Revolving credit, such as credit cards, are a BIG part of the calculation of a FICO score. Avoiding revolving credit entirely will severely impact your score. Fact of life.


Quote:
Originally Posted by DavidBibby View Post
You may be right about that. On the other hand, if he's able to live with his parents awhile longer... he could have ample time to build the assets upon which he wouldn't need to use credit for these things. We just don't know enough about this particular 22 year old to say which way is the right way.
Not everyone has the option to continue living with his/her parents until they've built up a 50% down payment on a house. Don't parents deserve to have an empty nest? As soon as a child finishes college, it's time to stop being sheltered and enter into the real world. There is a HUGE growth in maturity, emotionally, and financially that occurs when a child moves out of home.

Quote:
Originally Posted by DavidBibby View Post
Will you still need credit after you have obtained a mortgage and paid your house off? What would you need it for then? Investment Real Estate?
On a brief note, sure. And car loans. This individual believes that low interest loans below 8% on real estate and cars can be maintained for the duration of the loan. Sure you lose money in the meantime on interest, but the money you would be using to pay down the debts earlier could be better used investing in the SP500 index (and other similar indexes) which average 10%+ each year.

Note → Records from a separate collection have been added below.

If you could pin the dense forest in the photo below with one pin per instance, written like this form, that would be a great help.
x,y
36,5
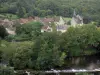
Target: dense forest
x,y
29,48
87,8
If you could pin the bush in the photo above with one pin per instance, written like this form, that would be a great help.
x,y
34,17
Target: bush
x,y
6,71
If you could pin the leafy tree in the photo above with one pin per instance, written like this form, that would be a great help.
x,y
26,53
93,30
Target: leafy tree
x,y
6,71
79,39
46,53
22,56
3,32
29,30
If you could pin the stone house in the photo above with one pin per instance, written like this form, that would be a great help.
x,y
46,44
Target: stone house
x,y
76,19
46,28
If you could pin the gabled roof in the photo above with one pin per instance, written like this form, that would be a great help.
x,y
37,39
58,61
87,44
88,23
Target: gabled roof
x,y
62,27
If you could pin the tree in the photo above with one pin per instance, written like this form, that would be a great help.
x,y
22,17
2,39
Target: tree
x,y
29,30
77,40
46,53
3,32
6,71
22,57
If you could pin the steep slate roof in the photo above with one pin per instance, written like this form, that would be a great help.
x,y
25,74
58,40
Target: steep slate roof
x,y
62,27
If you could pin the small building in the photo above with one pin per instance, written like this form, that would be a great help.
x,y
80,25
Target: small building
x,y
60,22
61,25
46,28
76,19
26,20
62,28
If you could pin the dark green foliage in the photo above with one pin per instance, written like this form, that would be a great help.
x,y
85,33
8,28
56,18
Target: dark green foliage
x,y
46,53
29,30
78,40
3,32
87,8
6,71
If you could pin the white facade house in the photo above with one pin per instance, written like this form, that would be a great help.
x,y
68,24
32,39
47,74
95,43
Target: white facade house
x,y
76,20
46,28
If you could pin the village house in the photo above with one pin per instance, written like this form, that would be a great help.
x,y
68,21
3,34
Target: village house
x,y
26,20
61,25
46,28
76,20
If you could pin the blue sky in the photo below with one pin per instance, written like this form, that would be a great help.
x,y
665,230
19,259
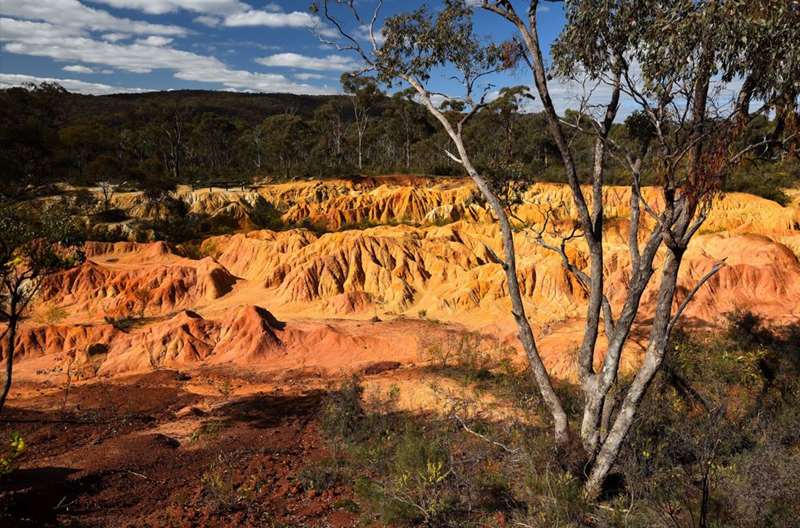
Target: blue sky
x,y
108,46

Examples explain it very well. I can share some if you're interested. But basically, why prepay a 3.8% loan when the money could be making 8-12%/year instead?

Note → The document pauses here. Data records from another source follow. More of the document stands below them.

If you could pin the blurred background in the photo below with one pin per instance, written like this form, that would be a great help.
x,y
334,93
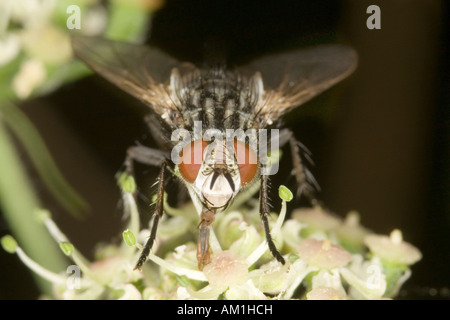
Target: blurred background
x,y
380,139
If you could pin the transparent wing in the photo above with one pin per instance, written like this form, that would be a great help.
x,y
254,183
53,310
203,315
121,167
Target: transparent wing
x,y
142,71
292,78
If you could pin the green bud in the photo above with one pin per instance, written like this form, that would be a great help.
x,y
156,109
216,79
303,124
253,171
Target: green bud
x,y
183,280
285,194
129,238
42,214
127,183
66,247
9,244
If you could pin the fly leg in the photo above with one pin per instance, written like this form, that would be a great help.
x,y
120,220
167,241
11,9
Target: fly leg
x,y
157,215
264,212
306,184
203,249
145,155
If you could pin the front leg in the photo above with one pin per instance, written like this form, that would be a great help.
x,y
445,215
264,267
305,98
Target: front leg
x,y
264,211
306,184
159,210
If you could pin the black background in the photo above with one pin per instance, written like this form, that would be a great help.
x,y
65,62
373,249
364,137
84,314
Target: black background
x,y
380,139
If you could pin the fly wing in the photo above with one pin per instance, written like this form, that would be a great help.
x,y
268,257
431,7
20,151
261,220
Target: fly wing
x,y
290,79
141,71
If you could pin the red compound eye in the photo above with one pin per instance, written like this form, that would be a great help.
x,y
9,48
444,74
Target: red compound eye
x,y
191,160
247,161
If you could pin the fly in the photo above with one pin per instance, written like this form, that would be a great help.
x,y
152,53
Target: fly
x,y
216,126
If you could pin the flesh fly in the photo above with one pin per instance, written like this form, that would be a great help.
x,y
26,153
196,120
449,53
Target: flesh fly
x,y
216,126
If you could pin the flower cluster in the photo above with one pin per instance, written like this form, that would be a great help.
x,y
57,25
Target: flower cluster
x,y
326,258
35,51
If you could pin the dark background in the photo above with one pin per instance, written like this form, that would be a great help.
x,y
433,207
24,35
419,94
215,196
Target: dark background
x,y
380,139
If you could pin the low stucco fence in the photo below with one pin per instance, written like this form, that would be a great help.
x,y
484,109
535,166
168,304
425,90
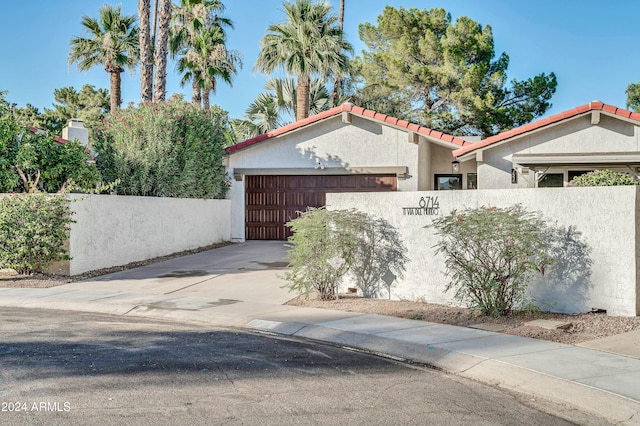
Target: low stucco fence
x,y
605,219
113,230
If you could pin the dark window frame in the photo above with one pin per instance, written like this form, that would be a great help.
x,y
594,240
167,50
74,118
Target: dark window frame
x,y
436,182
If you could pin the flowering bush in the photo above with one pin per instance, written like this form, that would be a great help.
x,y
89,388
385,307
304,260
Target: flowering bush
x,y
604,178
491,255
165,149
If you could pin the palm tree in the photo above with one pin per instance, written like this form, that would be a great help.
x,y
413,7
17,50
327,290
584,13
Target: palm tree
x,y
206,61
336,78
146,51
277,108
308,43
112,42
161,51
192,20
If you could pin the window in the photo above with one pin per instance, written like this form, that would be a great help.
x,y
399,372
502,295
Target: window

Of course, he's only able to get ridiculously low loan interest rates because of an amazing FICO score. For the record.

Quote:
Originally Posted by DavidBibby View Post
You CAN build your FICO score without credit cards... but I will concede the fact that the best and easiest way to build, raise, and maintain your score is to get a credit card, pay it off in full every month, and don't charge more than 10% of the maximum limit.
True. Hence why I wouldn't advise this person who is seeking advice to avoid revolving credit. It's a big part of a FICO score.

Quote:
Originally Posted by DavidBibby View Post
It's a RARE person who can do that. It's even more RARE for a 22 young person such as yourself to do that.
People reading this have already proven themselves to CARE about their personal finances. They're already making a big step in the right direction. I'm willing to place some trust in the person that is taking steps to educate themselves on credit and use credit correctly.

Quote:
Originally Posted by DavidBibby View Post
As far as using the FICO for employment.. the only time I've ever heard of it being a factor is if you're doing into the FINANCE industry. Even then.. I've never heard of anyone being turned down for a job solely on the FICO score.
Incorrect. I know an example of a lawyer and a doctor that had their scores evaluated.


Quote:
Originally Posted by DavidBibby View Post
There IS life without credit, for both the young person and the guy in his 40's
Yes. I just don't want that life. I think I can, and others can, use credit to his/her advantage.

Quote:
Originally Posted by DavidBibby View Post
Considering the fact that 96% of people DO NOT reach financial independence in their lifetime and that they paid over 1/3 of their lifetime income in finance charges and interest, I choose not to use credit ever again, for ANYTHING.
Where are those statistics from? I'm interested in how that is actually determined.